Weighting data
Weighting “Weighting data”- survey respondents are “adjusted” to better represent the target population To do so, the weight given each respondent is adjusted to represent the number of similar respondents in the target population
What is the prevalence of food insecurity in the whole country? Example You do a survey in country x. You have stratified the country into 2 regions, A and B. You come up with a prevalence of food insecurity of 10% in region A, and 20% in region B. What is the prevalence of food insecurity in the whole country?
What is the prevalence of food insecurity in the whole country? Exercise 4 cont. You now know that there is a total of 10,000 households in region A, and 40,000 in region B. What is the prevalence of food insecurity in the whole country?
Exercise 4 cont.
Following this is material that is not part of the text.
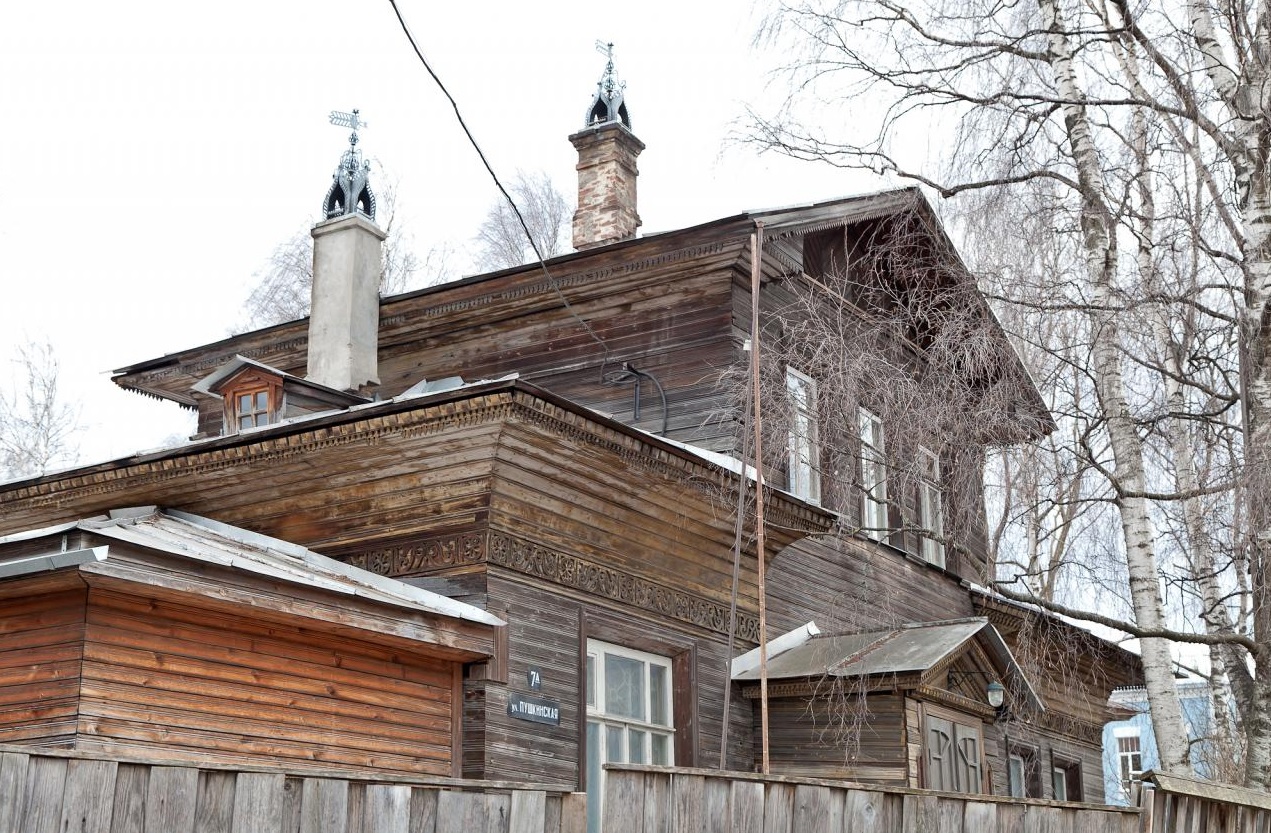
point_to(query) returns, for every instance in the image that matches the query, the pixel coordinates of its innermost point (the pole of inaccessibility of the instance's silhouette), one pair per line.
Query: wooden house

In this same example, you now consider that you sampled 100 households from each province. What will SPSS tell you the prevalence of food insecurity is in the entire country? Is this accurate?
Weighting in analysis SO, as we have seen in the exercise, a stratified sample can lead to serious bias in our results! Why did this happen? The households in region A, with a smaller number of households, had a better chance of being selected than the households in region B, which has a larger number of households.
Weighting in analysis How do we fix this bias? We can tell SPSS to ‘count’ some households more or less than others, making it AS IF each household in the entire sample has the same probability of being selected (like a SRS). This is called WEIGHTING.
Weighting in analysis The equation to calculate these weights can be complicated. (example in Excel). The important point to remember is that the potential NEED for weights should be considered. Keep in mind and always carefully record what information the analyst will need to calculate these weights Total population size (or number of hhs) Population (or #hhs) for each strata Detailed description of the sampling plan
In-depth weighting exercise Country survey is completed in country x. This country is comprised of 3 states and the country director as well as the MOH would like to get both country and state level estimates of food insecurity status. To do so, 1000 hhs per state (30x30 two stage cluster sample) are surveyed, meaning that 3,000 households are surveyed nationwide. State 1: total pop= 10,000 hhs; food insecurity rate= 35% State 2 has a total pop= 3,000 hhs; food insecurity rate=10% State 3 has a total pop= 15,000 hhs; food insecurity rate of 30%
In-depth weighting exercise 1. Would this be considered a stratified sample? If so, what kind (disproportionate or proportionate)? 2. In which state is the probability of a hh being sampled the highest? 3. In which state is the probability of a hh being sampled the lowest? 4. Without weighting the data, what is the national prevalence of food insecurity? 5. When the data is weighted, what is the national prevalence of food insecurity?